Von Alexander U. Mathé

Politik

Analyse: Im US-Wahlkampf liegt Jeb Bush in den Umfragen weit hinten, was kein Problem ist - noch.


Washington.Geld ist der beste Indikator dafür, wer Präsident der Vereinigten Staaten von Amerika wird. Zumindest hat seit 1968 stets der Kandidat am Ende die Wahl gewonnen, der die meisten Wahlkampfspenden auftreiben konnte. Einzige Ausnahme - wenn man so will - war die Wiederwahl Bill Clintons 1996, der mit 108,5 Millionen Dollar unterm Strich etwas weniger zur Verfügung hatte als sein Konkurrent Bob Dole mit 110,2 Millionen. Dafür hatte er als Amtsinhaber quasi Heimvorteil.

Nun ist es zwar schwer zu sagen, ob das Geld am Ende wirklich den Sieg kauft, oder ob die Spender nur - quasi im Sinne einer funktionierenden Marktwirtschaft - zielsicher den aussichtsreichsten Kandidaten erkennen und diesem mehrheitlich ihr Geld geben. Immerhin winkt den Geldgebern, wenn sie auf das richtige Pferd setzen, auch der entsprechende Gewinn in Form einer Politik, die ihren Interessen gegenüber wohlwollend gesinnt ist. Fakt bleibt aber, dass der Kandidat mit dem meisten Geld auch die besten Aussichten hat, das Rennen zu machen.

Bush hat bereits 128 Millionen Dollar an Spendengeldern

Von dem her war Jeb Bush unter den Republikanern von Anfang an der logische Topfavorit für die Präsidentschaftskandidatur. 128 Millionen Dollar flossen laut Berechnungen des "Center for Public Integrity" bereits in seine Kriegskasse.

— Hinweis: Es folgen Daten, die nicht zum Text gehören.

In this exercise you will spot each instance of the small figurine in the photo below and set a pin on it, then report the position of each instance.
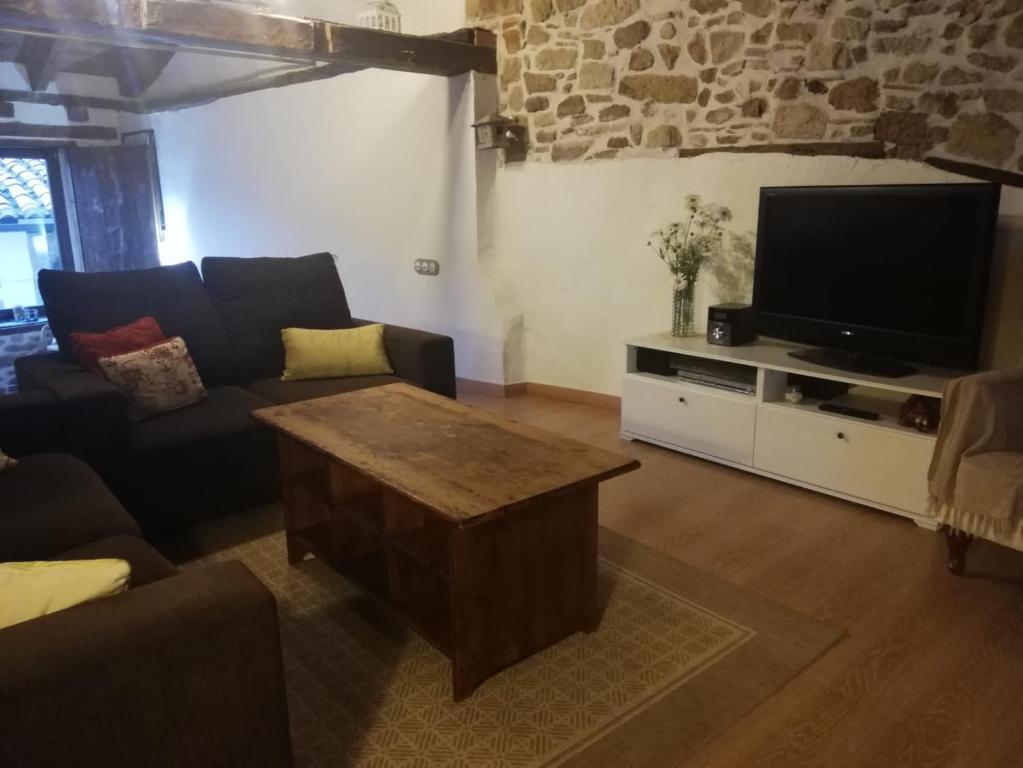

Die Einzige, die an diese Summe auch nur annähernd herankommt, ist Hillary Clinton, die auf demokratischer Seite das Ticket für die Präsidentenwahl lösen will und knapp 98 Millionen ins Börserl spülen konnte. Die parteiinterne Konkurrenz hingegen hat gerade einmal halb soviel aufgestellt wie Bush. Die stärksten Verfolger sind Ted Cruz mit 65 Millionen und Marco Rubio mit 50 Millionen.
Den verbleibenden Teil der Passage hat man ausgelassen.